Tableau 3 - Reporting au sujet de la gouvernance. Scores moyens par composantesTableau 3

4.2 - Analyses multivariées

64

Comme nous supposons que la dynamique d’informations financières et de gouvernance affecte l’asymétrie informationnelle et la qualité des résultats comptables simultanément, nous appliquons le test de Hausman afin de déterminer s’il existe de l’interaction entre ces variables. Nos analyses nous permettent de rejeter l’hypothèse nulle d’absence d’endogénéité entre l’asymétrie informationnelle et le reporting au sujet de la gouvernance (statistique t pour le lien entre les variables Volatilité des titres et Reporting de gouvernance [score total] = 2,10 ; p < 0,038 ; statistique t de Student pour le lien entre le Tobin Q et le Reporting de gouvernance [score total] = 2,39 ; p < 0,018), et entre la qualité des résultats comptables et le Reporting de gouvernance [score total] (statistique t de Student = 2,04 ; p < 0,044).

65

Ces résultats nous confortent dans la décision de recourir à des modèles d’équations simultanées. Nous recourons au modèle des triples moindres carrés (three-stage least squares – 3SLS) avec estimation SURE (seemingly unrelated regression estimation). La méthode 3SLS permet d’endogénéiser les variables explicatives qui ne sont pas orthogonales au terme d’erreur de l’équation (x), soit les variables Reporting de gouvernance et VCR anormales.

66

Pour sa part, la méthode SURE permet d’améliorer l’efficience des paramètres estimés lorsqu’il y a corrélation entre les résidus des équations du modèle.

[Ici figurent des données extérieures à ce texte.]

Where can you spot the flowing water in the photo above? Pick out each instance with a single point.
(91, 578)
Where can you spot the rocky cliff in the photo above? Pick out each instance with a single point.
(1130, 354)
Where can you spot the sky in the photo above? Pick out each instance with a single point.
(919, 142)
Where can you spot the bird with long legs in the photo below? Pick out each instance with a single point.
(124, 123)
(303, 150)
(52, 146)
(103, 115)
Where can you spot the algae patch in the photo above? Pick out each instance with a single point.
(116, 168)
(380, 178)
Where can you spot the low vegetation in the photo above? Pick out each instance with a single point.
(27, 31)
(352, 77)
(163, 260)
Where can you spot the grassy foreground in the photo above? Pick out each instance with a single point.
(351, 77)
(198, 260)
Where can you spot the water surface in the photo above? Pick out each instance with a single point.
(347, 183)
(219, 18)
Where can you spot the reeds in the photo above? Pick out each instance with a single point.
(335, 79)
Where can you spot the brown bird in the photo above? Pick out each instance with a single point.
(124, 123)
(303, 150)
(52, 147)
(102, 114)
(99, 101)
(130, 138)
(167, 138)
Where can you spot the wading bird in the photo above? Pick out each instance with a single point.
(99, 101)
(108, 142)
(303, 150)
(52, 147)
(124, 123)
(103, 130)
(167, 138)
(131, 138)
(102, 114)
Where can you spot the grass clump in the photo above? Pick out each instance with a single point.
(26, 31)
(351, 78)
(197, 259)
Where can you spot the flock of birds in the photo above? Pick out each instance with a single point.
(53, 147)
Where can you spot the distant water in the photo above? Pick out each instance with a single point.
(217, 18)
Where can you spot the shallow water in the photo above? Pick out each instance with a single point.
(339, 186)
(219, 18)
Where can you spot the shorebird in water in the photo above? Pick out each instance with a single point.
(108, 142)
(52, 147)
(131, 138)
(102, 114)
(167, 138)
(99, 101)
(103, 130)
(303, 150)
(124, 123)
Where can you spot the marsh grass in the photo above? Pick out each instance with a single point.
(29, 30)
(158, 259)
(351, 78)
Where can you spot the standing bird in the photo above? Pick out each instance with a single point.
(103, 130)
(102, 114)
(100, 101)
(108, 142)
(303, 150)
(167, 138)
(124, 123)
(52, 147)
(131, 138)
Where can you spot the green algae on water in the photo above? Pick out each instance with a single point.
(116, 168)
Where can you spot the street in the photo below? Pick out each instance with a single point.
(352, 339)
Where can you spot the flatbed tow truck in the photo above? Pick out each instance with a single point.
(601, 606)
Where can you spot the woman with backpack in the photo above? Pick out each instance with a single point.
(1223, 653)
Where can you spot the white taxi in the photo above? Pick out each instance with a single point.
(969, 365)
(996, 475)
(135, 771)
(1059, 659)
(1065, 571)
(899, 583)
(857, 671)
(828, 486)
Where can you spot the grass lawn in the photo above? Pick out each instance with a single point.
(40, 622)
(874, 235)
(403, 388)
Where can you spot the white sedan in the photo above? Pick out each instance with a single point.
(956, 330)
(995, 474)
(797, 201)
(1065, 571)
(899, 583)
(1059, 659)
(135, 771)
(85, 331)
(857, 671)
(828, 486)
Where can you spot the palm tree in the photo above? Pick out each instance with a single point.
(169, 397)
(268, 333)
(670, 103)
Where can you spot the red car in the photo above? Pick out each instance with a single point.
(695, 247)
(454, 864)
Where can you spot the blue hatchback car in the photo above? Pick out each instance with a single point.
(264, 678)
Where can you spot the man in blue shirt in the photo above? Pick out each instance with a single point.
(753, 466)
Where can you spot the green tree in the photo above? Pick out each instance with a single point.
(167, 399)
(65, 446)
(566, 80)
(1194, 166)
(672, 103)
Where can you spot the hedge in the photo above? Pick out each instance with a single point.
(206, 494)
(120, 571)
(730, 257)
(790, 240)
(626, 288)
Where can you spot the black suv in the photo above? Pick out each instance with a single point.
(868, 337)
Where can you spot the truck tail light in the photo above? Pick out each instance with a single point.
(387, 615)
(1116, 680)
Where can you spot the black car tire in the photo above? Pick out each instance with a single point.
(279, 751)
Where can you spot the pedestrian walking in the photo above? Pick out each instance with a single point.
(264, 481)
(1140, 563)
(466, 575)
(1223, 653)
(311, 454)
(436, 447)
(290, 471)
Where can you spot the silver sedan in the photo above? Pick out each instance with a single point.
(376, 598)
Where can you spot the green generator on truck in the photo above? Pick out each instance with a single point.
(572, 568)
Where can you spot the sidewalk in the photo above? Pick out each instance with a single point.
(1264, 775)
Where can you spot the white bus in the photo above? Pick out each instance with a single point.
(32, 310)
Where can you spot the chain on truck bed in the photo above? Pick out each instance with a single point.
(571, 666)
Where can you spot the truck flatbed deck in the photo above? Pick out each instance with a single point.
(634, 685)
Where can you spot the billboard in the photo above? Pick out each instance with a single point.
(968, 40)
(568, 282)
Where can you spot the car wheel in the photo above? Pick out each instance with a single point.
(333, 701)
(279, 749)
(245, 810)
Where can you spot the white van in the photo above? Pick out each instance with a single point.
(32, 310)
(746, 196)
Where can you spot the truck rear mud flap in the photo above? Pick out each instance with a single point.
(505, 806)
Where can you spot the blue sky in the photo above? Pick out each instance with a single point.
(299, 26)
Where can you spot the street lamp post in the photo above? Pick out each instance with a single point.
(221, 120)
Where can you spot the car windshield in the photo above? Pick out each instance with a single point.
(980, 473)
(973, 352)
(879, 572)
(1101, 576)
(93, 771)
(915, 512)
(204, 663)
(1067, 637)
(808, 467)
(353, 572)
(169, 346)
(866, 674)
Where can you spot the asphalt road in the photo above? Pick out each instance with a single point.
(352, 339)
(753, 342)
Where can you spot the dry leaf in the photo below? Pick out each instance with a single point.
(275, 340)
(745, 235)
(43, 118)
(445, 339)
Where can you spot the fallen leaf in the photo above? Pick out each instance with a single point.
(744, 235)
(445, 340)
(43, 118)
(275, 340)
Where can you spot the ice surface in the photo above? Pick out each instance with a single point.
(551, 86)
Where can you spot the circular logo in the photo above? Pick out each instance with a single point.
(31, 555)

En l’absence de corrélations entre les résidus des différentes régressions (Binkley, 1982), la procédure SURE générera des résultats identiques à ceux de la méthode OLS. Dans notre modèle d’équations simultanées, nous constatons une corrélation de 8 % entre les résidus de la régression du score total de gouvernance et ceux de la régression des VCR anormales. Enfin, dans notre modèle, les variables Taille du conseil et Taille du conseil au carré sont corrélées à 95 % et les variables Taille du conseil et Taille du comité d’audit, à 55 %. Par conséquent, comme il pourrait se présenter ici un problème de multicolinéarité, la méthode SURE générera également des estimateurs plus efficients dans ce cas (Binkley 1982).

67

En ce qui concerne les déterminants de la qualité des résultats comptables, mesurée par les VCR anormales, en accord avec l’hypothèse 1, le tableau 4 montre que le coefficient de la variable Reporting de gouvernance (score total) est relié de façon négative et significative aux VCR anormales (-0.002 ; p < 0.01). Le reporting au sujet de la gouvernance réduit la gestion des résultats comptables au-delà des attributs du conseil d’administration. De plus, nous constatons que tel est le cas pour l’information portant sur les dirigeants, les administrateurs et le comité d’audit. Quand aux variables liées aux attributs du conseil d’administration, la taille du conseil (-0,037 ; p < 0.10) et la taille du comité d’audit (-0.027 ; p < 0,05) semblent avoir un impact favorable sur la qualité des résultats comptables publiés. Par ailleurs, le coefficient de la variable Taille du conseil au carré est positif et significatif, ce qui montre le caractère curvilinéaire de la relation (0,002 ; p < 0,10). Enfin, nous observons une relation négative et significative entre le suivi des analystes financiers et la gestion des résultats. Ce résultat va dans le sens des conclusions de l’étude de DeGeorge et al. (2005).

68

Dans le modèle de la volatilité des titres présenté au tableau 4, en accord avec l’hypothèse 2, les résultats montrent une relation positive et significative entre le niveau de gestion des résultats et la volatilité des titres (coefficient de la variable VCR anormales pour la régression de Reporting de gouvernance [score total] = 1,797 ; p < 0,01). La gestion des résultats comptables augmente l’asymétrie informationnelle sur les marchés boursiers. De plus, en accord avec l’hypothèse 3, les résultats montrent une relation positive et significative entre le reporting au sujet de la gouvernance et la volatilité des titres (coefficient de la variable score total de reporting de gouvernance = –0,016 ; p < 0,10). Le reporting au sujet de la gouvernance réduit l’asymétrie informationnelle sur les marchés boursiers au-delà des attributs du conseil d’administration. Les variables Taille du conseil et Taille du comité d’audit sont négativement reliées à la volatilité des titres alors que nous observons un phénomène de curvilinéarité pour la taille du conseil puisque le coefficient de la variable Taille du conseil au carré est positivement relié à l’asymétrie informationnelle.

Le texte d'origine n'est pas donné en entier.